Kenyan police said that they had found more bags filled with dismembered female body parts on Saturday, the latest macabre discovery at a rubbish dump that has horrified and angered the country.
Detectives have been scouring the site in the Nairobi slum of Mukuru since the mutilated corpses of at least six women were found on Friday in sacks floating in a sea of garbage.
The Directorate of Criminal Investigations (DCI) on Saturday said that another five bags had been retrieved from the abandoned quarry, three of them containing female body parts, including severed legs and two torsos.
“We want to assure the public that our investigations will be thorough and shall cover a wide range of areas, including but not limited to the possible activities of cultists and serial killings,” it said in a statement.
Kenya was left reeling last year by the discovery of mass graves in a forest near the Indian Ocean coast containing the bodies of hundreds of followers of a doomsday sect, one of the world’s worst cult-related massacres.
The country’s law enforcement services are also under scrutiny after dozens of people were killed during anti-government demonstrations last month, with rights groups accusing officers of using excessive force and of abducting protesters.
Police on Friday had reported finding bodies of at least six women in Mukuru, while the state-funded police watchdog said nine bodies had been found, seven of them women.
Tensions have been running high at the Mukuru site, with local media reports that police had fired into the air to try to disperse an angry crowd.
The DCI said a team of detectives and forensic experts “were impeded by agitated members of the public from accessing the scene”.
The Independent Police Oversight Authority (Ipoa) on Friday had said that it was investigating whether there was any police involvement in the gruesome saga.

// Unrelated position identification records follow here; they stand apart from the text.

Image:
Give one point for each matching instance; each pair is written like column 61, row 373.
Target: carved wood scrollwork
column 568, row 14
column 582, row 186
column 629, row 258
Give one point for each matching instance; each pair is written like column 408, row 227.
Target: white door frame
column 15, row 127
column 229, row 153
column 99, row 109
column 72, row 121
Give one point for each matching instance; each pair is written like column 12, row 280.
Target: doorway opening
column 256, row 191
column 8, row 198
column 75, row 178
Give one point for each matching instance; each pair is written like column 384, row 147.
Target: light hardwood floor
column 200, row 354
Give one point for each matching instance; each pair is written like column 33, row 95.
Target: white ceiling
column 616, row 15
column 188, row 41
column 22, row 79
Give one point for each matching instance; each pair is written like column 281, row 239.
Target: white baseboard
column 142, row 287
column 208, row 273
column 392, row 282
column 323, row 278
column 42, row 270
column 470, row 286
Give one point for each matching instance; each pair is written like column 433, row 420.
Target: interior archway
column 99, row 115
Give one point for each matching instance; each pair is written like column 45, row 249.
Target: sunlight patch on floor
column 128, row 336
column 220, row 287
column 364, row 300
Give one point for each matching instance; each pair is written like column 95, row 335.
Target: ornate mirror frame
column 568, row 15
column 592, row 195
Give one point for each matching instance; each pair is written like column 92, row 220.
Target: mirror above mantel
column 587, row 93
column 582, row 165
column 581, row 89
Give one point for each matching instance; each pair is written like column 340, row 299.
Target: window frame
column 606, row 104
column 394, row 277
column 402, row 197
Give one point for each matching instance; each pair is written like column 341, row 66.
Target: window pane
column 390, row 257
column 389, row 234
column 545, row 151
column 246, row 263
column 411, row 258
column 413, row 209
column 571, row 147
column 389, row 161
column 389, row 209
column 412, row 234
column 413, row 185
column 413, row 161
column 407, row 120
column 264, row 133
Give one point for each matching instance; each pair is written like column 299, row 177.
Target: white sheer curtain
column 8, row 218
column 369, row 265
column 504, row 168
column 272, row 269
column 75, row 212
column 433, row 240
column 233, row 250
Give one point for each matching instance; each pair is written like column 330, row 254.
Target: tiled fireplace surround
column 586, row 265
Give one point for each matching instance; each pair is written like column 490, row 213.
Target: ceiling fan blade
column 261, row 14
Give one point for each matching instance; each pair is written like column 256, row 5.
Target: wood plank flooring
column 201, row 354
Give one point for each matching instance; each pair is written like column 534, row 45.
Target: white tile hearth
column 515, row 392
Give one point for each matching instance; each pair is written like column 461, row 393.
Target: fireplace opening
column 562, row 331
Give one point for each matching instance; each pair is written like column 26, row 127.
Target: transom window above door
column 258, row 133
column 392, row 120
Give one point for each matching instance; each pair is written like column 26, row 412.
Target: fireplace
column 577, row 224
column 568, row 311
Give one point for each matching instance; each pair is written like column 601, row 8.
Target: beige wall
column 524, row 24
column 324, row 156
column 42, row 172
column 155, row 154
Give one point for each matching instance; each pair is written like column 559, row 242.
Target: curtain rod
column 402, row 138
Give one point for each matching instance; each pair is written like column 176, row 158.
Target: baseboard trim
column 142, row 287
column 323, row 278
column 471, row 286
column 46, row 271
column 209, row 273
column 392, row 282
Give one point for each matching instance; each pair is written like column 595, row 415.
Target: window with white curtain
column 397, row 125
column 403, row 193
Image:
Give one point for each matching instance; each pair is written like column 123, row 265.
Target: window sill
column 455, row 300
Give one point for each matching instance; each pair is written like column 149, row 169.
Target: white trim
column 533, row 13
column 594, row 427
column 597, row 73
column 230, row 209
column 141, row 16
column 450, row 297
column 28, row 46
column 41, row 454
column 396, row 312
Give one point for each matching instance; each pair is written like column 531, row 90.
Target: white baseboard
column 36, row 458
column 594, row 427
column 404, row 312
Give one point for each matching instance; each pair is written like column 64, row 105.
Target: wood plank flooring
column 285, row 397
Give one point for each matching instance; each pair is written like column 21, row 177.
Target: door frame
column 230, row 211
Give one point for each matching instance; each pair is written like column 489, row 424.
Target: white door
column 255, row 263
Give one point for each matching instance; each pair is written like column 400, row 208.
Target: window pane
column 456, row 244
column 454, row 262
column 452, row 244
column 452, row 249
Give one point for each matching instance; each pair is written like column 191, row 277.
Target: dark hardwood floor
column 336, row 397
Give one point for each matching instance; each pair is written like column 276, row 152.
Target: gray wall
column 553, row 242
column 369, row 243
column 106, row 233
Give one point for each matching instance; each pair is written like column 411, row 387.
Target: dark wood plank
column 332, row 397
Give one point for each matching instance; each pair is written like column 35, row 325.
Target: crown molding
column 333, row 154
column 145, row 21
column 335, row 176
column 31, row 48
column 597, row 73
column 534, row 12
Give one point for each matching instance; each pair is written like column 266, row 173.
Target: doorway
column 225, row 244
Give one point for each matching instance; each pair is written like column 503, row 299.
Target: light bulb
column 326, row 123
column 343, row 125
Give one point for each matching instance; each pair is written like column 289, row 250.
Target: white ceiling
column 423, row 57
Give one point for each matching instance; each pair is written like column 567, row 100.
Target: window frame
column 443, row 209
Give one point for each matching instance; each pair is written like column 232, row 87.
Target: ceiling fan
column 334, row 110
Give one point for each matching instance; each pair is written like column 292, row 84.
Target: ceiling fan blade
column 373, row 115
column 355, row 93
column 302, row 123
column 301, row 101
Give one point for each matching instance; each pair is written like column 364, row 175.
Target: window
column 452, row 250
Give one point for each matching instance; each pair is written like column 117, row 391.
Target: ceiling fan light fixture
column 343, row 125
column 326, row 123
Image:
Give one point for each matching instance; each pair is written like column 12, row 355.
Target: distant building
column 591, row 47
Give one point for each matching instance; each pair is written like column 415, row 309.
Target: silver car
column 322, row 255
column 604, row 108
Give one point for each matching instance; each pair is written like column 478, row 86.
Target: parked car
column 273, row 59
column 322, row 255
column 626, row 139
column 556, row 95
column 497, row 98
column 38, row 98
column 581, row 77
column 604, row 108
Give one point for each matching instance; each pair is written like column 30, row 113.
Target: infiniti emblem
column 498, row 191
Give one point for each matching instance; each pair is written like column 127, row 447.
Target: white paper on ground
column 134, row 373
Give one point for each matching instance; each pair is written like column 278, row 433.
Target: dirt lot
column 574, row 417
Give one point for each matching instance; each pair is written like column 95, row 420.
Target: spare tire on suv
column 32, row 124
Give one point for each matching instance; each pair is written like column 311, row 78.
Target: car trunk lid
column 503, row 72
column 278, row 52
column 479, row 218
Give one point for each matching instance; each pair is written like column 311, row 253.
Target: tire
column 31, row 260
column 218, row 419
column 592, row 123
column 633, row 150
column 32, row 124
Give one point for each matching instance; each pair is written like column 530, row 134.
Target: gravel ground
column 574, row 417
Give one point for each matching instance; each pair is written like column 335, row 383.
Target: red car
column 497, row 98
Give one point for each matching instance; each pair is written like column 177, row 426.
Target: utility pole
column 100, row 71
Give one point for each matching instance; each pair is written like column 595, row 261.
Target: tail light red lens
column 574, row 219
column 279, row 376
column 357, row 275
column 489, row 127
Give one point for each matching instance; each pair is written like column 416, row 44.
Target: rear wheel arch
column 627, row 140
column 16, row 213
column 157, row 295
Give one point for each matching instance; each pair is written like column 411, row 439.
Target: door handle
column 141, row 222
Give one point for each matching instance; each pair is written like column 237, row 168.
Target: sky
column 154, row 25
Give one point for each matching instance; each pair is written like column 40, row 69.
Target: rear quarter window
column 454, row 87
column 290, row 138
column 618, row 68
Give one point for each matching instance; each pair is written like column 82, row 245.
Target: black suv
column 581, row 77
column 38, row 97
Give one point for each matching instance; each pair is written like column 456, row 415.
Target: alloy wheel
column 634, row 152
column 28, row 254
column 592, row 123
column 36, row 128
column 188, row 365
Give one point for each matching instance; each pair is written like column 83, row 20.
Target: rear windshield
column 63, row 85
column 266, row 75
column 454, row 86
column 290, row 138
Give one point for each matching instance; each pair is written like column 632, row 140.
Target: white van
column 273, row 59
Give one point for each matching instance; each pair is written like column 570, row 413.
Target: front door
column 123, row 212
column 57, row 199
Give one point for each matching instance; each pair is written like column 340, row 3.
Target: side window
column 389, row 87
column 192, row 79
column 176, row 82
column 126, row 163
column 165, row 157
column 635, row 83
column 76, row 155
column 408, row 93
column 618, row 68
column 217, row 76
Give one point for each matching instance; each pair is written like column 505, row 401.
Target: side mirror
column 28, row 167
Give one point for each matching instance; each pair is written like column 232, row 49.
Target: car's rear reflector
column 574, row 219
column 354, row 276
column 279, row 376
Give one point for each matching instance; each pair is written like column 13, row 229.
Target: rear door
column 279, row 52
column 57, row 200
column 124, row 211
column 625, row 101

“The bodies, wrapped in bags and secured by nylon ropes, had visible marks of torture and mutilation,” it said, noting that the dumpsite was less than 100 metres from a police station.
The Ipoa also said it was looking into claims of abductions of demonstrators who went missing after the deadly anti-government protests, but did not link those missing to the dumped bodies.
Some people on social media have described them as victims of femicide.
The Kenyan president, William Ruto, on Saturday said there was “no justification” for any Kenyan to lose their life.
“We are a democratic country guided by the rule of law. Those involved in mysterious killings in Nairobi and any other part of the country will be held to account,” he said on X.
Kenya’s feared police force is often accused of extrajudicial killings and other rights abuses, but convictions are rare.
A coalition of civil society and rights groups said the Mukuru discoveries came amid a “troubling surge” in cases of mysterious disappearances and abductions, particularly after the anti-tax protests.
“It represents a grave violation of human rights and raises serious concerns about the rule of law and security in our country,” the coalition said.
National police chief Japhet Koome resigned on Friday after being the target of much public anger over the protest deaths.
Ruto is scrambling to contain the worst crisis of his rule over the deeply unpopular plans for tax hikes, which he has now scrapped.
Crowds that gathered at the dumpsite on Friday chanted “Ruto must go”, the slogan of Gen-Z Kenyans leading the demonstrations that have now morphed into a wider campaign against the president, corruption and alleged police brutality.
On Monday, doomsday cult leader Paul Nthenge Mackenzie went on trial along with 94 co-defendants over the deaths of more than 400 followers he is accused of inciting to starve themselves to death to meet Jesus.
He and his co-accused also face charges of murder, manslaughter and child cruelty in separate cases over what has been dubbed the “Shakahola forest massacre”.